Training with Hardness-indicated Sampling
In addition to the detector architecture adjustments described above to accommodate multiple datasets, training a multi-dataset detector poses additional challenges stemming from the significant differences in dataset distributions, number of images, size of the label space, and so on.

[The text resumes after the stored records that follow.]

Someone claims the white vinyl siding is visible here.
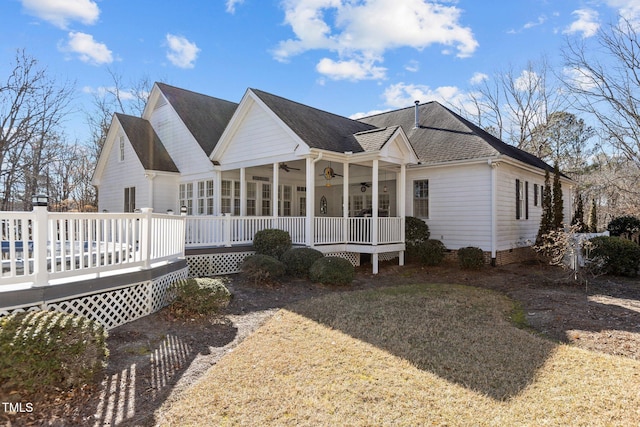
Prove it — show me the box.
[405,163,492,251]
[221,104,298,168]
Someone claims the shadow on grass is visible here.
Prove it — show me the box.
[92,314,237,426]
[288,285,556,401]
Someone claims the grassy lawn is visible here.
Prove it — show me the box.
[159,284,640,426]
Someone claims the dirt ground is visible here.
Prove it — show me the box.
[0,263,640,426]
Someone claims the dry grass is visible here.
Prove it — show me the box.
[158,285,640,426]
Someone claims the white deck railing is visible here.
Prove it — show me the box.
[0,208,184,290]
[185,215,404,248]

The paper first formulates the goal of training on multiple datasets, and then based on the analysis of the graphs2
The observation of the emergent properties introduced in to improve the training strategy. Overall, the results used for the\(M\) data set\(D_1\) , \(D_2\) , ..., \(D_M\) The optimization objective for training a multi-dataset target detector on can be stated as follows:
which, in addition to the task-specific classification header\(\mathcal{H}_c^{m}\) Outside, the target detector\(f(\cdot)\) The rest of the components, including the encoder\(Enc(\cdot)\) , decoder\(Dec(\cdot)\) The following are some examples of the types of queries that can be used to generate a target query.\(\mathcal{Q}^c\) lightweightMLPs
(Formula7
), as well as category-independent box regression headers\(\mathcal{H}_b(\cdot)\) that are shared between different datasets. Thanks to the dataset-specific classification header\(\mathcal{H}_c^{m}(\cdot)\) Losses\(\ell_m\) The ability to naturally customize for specific datasets ensures that the original training loss and sampling strategy is retained for each dataset individually. For example, for long-tailedLVIS
Data set applicationsRFS
but not forCOCO
Dataset.
While dataset-specific losses can be adapted to the internal features of each dataset, significant differences between datasets, such as differences in dataset size, present training challenges that must be addressed. Therefore, the paper proposes a hardness-indicative sampling strategy to balance the number of images between different datasets and dynamically evaluate the difficulty of the datasets during online training.
The box loss for different datasets was first recorded periodically\(L_1, \ldots, L_m\) . The online sampling weights were then calculated as follows\(w_m\) :
included among these\(S_i\) denotes the number of images in the i-th dataset.\(w_m\) will involve controlling the weights of each dataset in the data sampling. The online sampler will be weighted according to its corresponding\(w_m\) of the proportion of data sampled from each dataset.
Experiment
If this article is helpful to you, please click a like or in the look at it ~~
For more content, please pay attention to WeChat public number [Xiaofei's Algorithm Engineering Notes].